From the outside looking in

A mixed media exhibition are windows on a tangible, architectural archive of Patan

Georgia O’Keefe, a foundational modernist painter most known for her floral and landscape paintings once said: “One can’t paint New York as it is, but rather as it is felt.”

O'Keefe's residency in the city occurred during its extreme architectural expansion. Her lesser known body of work is entitled ‘My New Yorks’ and the series of paintings are a bird's eye perspective of New York City.

The ongoing exhibition ‘Under the Same Roof’ at Siddhartha Art Gallery by Subodh Bhandari and Sambridhi Ratna Shakya resembles O’Keefe’s ‘love letters to New York’. 

Bhandari, a Patan newcomer and Shakya, a Patan native, work together to honour their architectural surroundings using mixed media. ‘A Walk Through the City’ is a conglomeration of miniature window replicas. 

The duo took snapshots of rapidly changing communities, and both styles are similar in their directness. The two artists reconstruct observations through stylistic fabrication, and capture the sensation of traversing a street, suddenly making ordinary objects artistic.

From the outside looking in

‘Under the Same Roof’ centres around Patan’s doors, powerlines, and most notably windows. The two artists roam alleyways looking for features that pique their interest, committing them to memory with photography. 

Bhandari and Shakya do not allow the objects to go unnoticed, forever examining details which others frequently overlook. For the artists, rendering everyday entities creates unification through relatability. Their overall message focuses on coexistence and interconnectedness. Specifically how easily accessible, recurring items, visible to all, establish familiarity and speak volumes via silence. 

The artists inject bits of lived experiences into their reproductions, concealing personal artefacts such as bed sheets or posters within windows. They place humanity upon inanimate objects, allowing for exploration of a unified history. 

Each window represents a personal memory rather than something imagined, as they are constructed from photographs the artists themselves took. Walking into the gallery feels as if you are entering a collective memory.

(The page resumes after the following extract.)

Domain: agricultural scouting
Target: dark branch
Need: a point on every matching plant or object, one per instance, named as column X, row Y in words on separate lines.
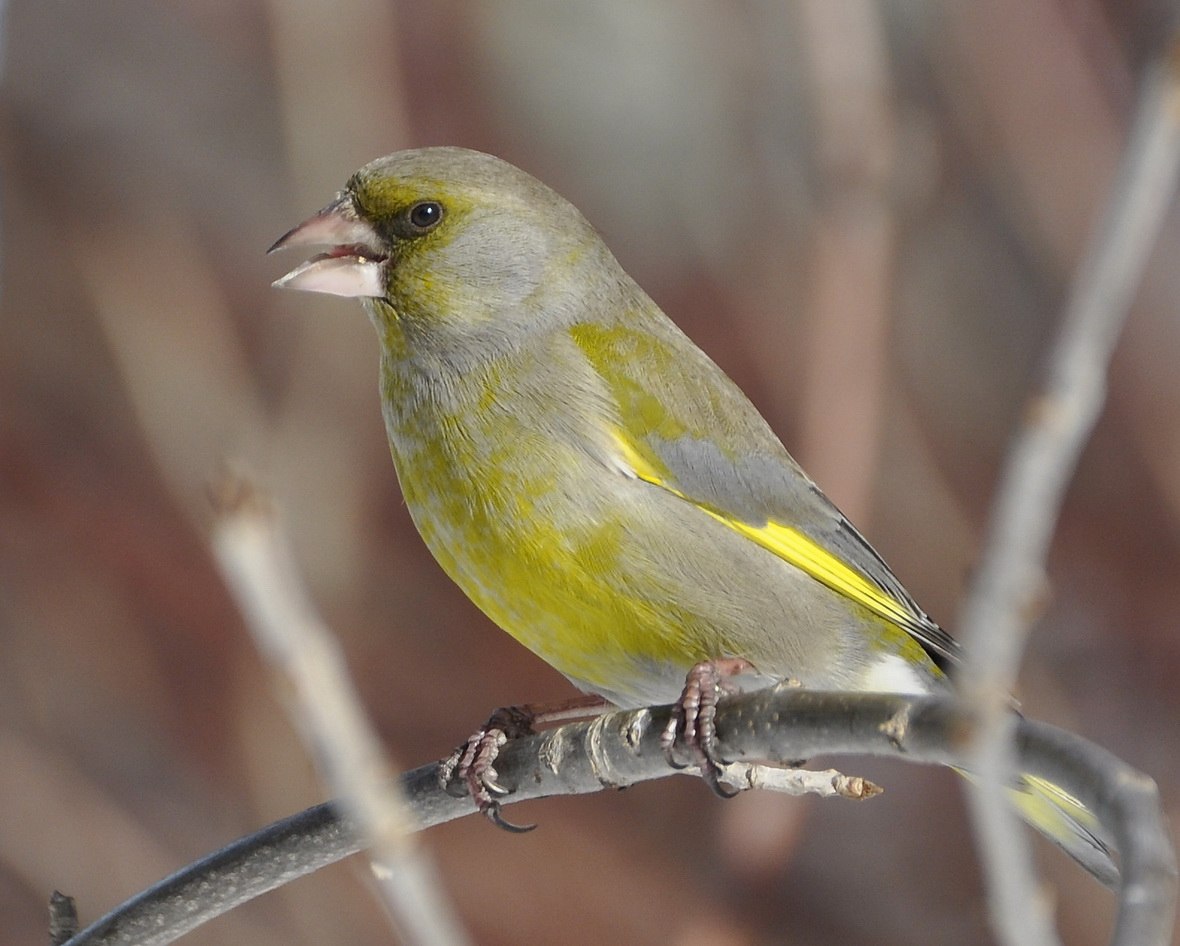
column 623, row 748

The approximately 500 wooden windows, with photo transfer and acrylic details, engulf the first floor. 

The incredible amount of small windows establish an immersive experience, prompting the viewer to question, whose homes are attached, what type of people have lived there and for how long? The diversity of each piece astounds the eye. With so much repetition, how can the individual elements be entirely unique? 

Windows are a common occurrence, present in any building. Viewing this commonality clustered together reveals the personal rather than architectural elements which make them individualistic. 

Their quaint Patan studio is on the second floor of a residential building with a blindingly mint green room, slightly dusty from the drills and grinders used for constructing and polishing sculptures. 

Bhandari says he has always yearned for an artistic lifestyle, whereas Shakya picked up a knack for it after a classroom quarrel regarding his artistic abilities at Kathmandu University where both had the same motivation to capture their surroundings. 

From the outside looking in

The two differ in being native and new to the Patan area. So, is this exhibition about new vs native? Bhandari replied: “The idea of new vs native is no more about new vs native, it’s more about new and native, both the things coexisting together.”

This is a metaphorical representation of their windows: what can you know about someone from outside appearances? Each window represents a specific period in time, whether it was constructed yesterday or 20 years ago, whether it houses a young family or one which has lived there for generations.

The message is to understand how these elements help us coexist, by placing these varying periods of life centimetres apart from each other. It creates a space in which being surrounded by others is inevitable regardless of differences. 

Star Ross is an undergraduate at Princeton University studying Medical Anthropology alongside Visual Arts and Climate Science.